WASHINGTON: July 2019 temperatures were the hottest ever recorded globally, the US National Oceanic and Atmospheric Administration (NOAA) said Thursday, confirming earlier observations by the European Union.
"Much of the planet sweltered in unprecedented heat in July, as temperatures soared to new heights in the hottest month ever recorded.
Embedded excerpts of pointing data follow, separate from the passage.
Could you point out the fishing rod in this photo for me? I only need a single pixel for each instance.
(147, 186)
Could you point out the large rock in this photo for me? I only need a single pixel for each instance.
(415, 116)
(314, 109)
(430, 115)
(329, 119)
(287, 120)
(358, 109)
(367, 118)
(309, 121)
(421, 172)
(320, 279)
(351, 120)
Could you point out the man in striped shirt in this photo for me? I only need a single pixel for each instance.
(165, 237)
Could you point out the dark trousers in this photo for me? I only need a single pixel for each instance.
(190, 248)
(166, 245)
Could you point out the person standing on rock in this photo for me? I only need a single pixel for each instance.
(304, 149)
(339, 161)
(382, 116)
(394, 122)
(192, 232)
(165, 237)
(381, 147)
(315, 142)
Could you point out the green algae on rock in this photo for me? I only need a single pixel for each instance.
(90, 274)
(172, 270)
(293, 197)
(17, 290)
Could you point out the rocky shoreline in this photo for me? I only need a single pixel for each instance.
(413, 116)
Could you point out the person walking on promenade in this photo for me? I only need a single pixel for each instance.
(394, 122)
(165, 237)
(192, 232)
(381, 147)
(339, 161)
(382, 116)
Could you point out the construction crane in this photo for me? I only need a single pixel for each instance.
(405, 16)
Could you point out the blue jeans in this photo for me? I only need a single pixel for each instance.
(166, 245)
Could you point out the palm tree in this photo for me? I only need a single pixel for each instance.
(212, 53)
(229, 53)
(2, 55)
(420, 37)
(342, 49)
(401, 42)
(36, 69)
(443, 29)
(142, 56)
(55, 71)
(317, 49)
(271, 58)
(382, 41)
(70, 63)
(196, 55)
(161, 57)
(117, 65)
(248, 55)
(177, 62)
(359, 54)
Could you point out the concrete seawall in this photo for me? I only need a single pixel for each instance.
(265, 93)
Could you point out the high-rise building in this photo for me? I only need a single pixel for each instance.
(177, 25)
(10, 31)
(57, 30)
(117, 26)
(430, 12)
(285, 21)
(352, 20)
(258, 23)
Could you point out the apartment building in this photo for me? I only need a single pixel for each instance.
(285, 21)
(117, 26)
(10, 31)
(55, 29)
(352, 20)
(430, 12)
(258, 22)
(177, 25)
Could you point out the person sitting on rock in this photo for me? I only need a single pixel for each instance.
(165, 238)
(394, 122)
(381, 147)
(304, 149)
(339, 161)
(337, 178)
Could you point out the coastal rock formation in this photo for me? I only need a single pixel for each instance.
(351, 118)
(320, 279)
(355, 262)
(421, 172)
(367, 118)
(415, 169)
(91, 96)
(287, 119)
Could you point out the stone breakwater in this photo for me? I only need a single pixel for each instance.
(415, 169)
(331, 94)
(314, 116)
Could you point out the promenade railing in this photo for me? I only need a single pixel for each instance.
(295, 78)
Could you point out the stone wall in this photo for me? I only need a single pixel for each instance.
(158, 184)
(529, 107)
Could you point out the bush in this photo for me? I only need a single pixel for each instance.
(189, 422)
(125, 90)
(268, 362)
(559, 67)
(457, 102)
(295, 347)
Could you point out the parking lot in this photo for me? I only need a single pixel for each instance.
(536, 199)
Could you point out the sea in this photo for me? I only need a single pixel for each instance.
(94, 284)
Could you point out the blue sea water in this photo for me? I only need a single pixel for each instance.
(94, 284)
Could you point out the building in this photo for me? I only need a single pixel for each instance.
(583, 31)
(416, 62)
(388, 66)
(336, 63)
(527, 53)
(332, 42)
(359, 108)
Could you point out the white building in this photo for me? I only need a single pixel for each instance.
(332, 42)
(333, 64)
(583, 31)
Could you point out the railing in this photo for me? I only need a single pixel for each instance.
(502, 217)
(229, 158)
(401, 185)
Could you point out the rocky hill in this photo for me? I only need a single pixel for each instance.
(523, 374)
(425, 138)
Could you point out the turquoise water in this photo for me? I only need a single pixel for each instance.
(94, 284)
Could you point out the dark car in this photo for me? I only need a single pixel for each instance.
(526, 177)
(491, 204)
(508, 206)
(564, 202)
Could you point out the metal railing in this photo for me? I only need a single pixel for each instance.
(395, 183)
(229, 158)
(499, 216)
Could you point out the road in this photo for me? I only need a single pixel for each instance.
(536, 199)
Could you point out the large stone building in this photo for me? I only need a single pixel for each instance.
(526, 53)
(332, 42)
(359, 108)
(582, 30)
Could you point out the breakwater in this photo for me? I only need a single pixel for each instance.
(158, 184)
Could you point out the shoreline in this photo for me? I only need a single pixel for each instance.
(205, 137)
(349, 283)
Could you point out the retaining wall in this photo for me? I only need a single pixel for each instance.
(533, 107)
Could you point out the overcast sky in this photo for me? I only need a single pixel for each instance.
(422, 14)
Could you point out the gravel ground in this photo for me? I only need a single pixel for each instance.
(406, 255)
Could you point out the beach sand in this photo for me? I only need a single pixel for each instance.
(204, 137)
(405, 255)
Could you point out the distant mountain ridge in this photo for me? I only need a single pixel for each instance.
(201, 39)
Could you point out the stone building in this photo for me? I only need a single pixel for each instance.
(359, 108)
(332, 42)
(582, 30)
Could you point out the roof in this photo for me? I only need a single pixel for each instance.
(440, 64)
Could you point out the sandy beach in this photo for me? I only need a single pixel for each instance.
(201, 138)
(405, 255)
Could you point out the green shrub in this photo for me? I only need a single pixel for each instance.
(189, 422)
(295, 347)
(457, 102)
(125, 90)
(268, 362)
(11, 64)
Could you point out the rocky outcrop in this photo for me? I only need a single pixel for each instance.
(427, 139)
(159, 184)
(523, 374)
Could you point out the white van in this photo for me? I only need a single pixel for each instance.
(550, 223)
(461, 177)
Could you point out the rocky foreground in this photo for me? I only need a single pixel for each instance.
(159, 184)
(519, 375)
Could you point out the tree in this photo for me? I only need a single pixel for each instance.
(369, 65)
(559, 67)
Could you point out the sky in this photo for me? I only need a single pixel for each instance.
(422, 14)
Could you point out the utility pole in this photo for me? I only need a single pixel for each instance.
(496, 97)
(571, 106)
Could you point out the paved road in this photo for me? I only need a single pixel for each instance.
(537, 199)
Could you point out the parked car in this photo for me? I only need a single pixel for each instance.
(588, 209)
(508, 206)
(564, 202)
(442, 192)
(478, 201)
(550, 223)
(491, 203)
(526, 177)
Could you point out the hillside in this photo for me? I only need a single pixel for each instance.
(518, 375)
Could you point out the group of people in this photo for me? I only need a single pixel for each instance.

The record warmth also shrank Arctic and Antarctic sea ice to historic lows," the agency said.
According to the NOAA, the average global temperature in July was 0.95 degrees Celsius (1.71 degrees Fahrenheit) above the 20th century average of 15.8 degrees Celsius (60.4 Fahrenheit), making it the hottest July in its records, which go back to 1880.
The previous hottest month on record was July 2016.
"Nine of the 10 hottest Julys have occurred since 2005-with the last five years ranking as the five hottest," the NOAA said.
Alaska had its hottest July since it began keeping records in 2005, several countries in Europe saw new temperature records, and it was also the hottest month ever across Africa as a whole.
Average Arctic sea ice meanwhile set a record low for July, running 19.8 percent below average, and surpassing the previous historic low of July 2012 according to an analysis by the National Snow and Ice Data Center using data from NOAA and NASA.
Average Antarctic sea ice was 4.3 percent below the 1981-2010 average, making it the smallest for July in the 41-year record.